Pathophysiology

Chronic obstructive pulmonary disease (COPD) is a progressive inflammatory disorder affecting the airways, lung parenchyma, and pulmonary vasculature.

This condition is characterized by persistent, poorly reversible airflow limitation, and prominent respiratory symptoms, including chronic cough, dyspnea, and sputum production. The pathogenesis of COPD is driven by increased oxidative stress and an imbalance between proteases and antiproteases. Notably, cigarette smoke induces oxidative stress (Figure), activating macrophages and epithelial cells to release chemotactic factors that recruit neutrophils and CD8+ T-cells from the circulation to the lungs.

The severity of inflammation generally correlates with the degree of airflow obstruction. Inflammatory cells release mediators that stimulate fibroblasts, leading to aberrant repair processes and bronchiolar fibrosis. Additionally, an imbalance between proteases (released by neutrophils and macrophages) and antiproteases results in alveolar wall destruction (emphysema) and obstructive physiology. Proteases also contribute to mucus hypersecretion. Elevated oxidant burden, stemming from smoke inhalation or inflammatory leukocytes, prompts epithelial cells to release chemotactic factors, inactivates antiproteases, and directly damages alveolar walls, further promoting mucus secretion. Protease-mediated elastin degradation leads to loss of elastic recoil, resulting in airway collapse during exhalation.

The inflammatory response drives airway obstruction, reflected by a reduced forced expiratory volume (FEV1) and causes tissue destruction, further exacerbating airflow limitation and impairing gas exchange. This leads to gas-trapping and hyperinflation of the lungs, often visible on imaging studies. As the disease progresses, gas exchange impairment worsens, with reduced ventilation or increased physiologic dead space contributing to CO2 retention. Pulmonary hypertension may develop due to diffuse vasoconstriction secondary to hypoxemia.

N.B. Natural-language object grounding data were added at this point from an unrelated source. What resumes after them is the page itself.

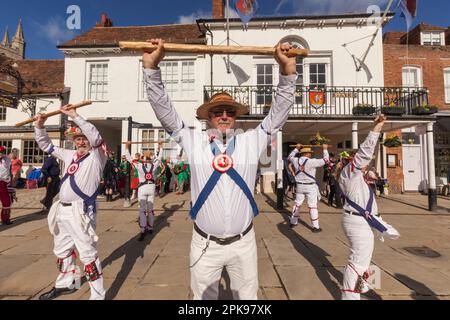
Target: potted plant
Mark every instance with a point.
(364, 109)
(425, 110)
(392, 109)
(318, 140)
(392, 142)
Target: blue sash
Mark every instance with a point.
(214, 179)
(89, 201)
(366, 213)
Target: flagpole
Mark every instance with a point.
(228, 33)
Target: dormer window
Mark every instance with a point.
(432, 38)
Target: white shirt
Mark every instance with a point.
(5, 169)
(310, 167)
(139, 166)
(227, 211)
(352, 183)
(89, 173)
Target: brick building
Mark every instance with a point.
(14, 49)
(420, 58)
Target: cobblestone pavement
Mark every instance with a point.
(293, 263)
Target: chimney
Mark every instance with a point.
(105, 22)
(218, 9)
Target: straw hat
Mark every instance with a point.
(73, 132)
(306, 150)
(220, 99)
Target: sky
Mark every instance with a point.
(45, 26)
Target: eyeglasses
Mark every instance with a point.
(219, 113)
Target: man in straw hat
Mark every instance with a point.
(360, 218)
(146, 189)
(223, 167)
(72, 219)
(307, 187)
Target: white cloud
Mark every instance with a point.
(306, 7)
(200, 14)
(55, 30)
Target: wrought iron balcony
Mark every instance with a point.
(339, 101)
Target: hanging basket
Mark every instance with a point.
(393, 111)
(425, 110)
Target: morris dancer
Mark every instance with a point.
(5, 180)
(360, 218)
(305, 176)
(146, 188)
(72, 219)
(223, 167)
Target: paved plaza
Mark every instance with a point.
(294, 264)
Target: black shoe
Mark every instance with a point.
(56, 292)
(142, 236)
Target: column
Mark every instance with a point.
(355, 135)
(432, 195)
(280, 166)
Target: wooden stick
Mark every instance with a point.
(145, 142)
(310, 145)
(205, 49)
(54, 113)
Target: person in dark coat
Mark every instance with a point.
(51, 173)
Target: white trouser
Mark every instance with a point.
(361, 239)
(311, 193)
(146, 196)
(69, 237)
(240, 259)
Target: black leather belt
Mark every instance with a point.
(357, 214)
(223, 241)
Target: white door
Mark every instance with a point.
(412, 167)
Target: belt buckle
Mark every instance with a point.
(222, 241)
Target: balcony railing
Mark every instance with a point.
(328, 100)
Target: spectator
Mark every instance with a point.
(16, 166)
(135, 176)
(183, 177)
(51, 173)
(5, 179)
(168, 176)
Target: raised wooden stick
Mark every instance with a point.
(145, 142)
(205, 49)
(310, 145)
(54, 113)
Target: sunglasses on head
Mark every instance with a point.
(219, 112)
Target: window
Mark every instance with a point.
(3, 113)
(178, 78)
(432, 38)
(412, 77)
(7, 144)
(32, 154)
(317, 75)
(447, 84)
(148, 135)
(264, 73)
(187, 79)
(170, 148)
(299, 97)
(98, 81)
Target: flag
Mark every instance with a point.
(239, 73)
(409, 11)
(246, 9)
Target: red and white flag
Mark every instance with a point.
(409, 11)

Acute exacerbations of COPD, commonly triggered by bacterial or viral infections or environmental irritants, are frequent and are associated with accelerated lung function decline and prolonged reductions in quality of life. Recent research has identified distinct etioendophenotypes of acute exacerbations, categorized by clinical presentation, etiology, natural history, frequency, severity, and biomarkers (Figure).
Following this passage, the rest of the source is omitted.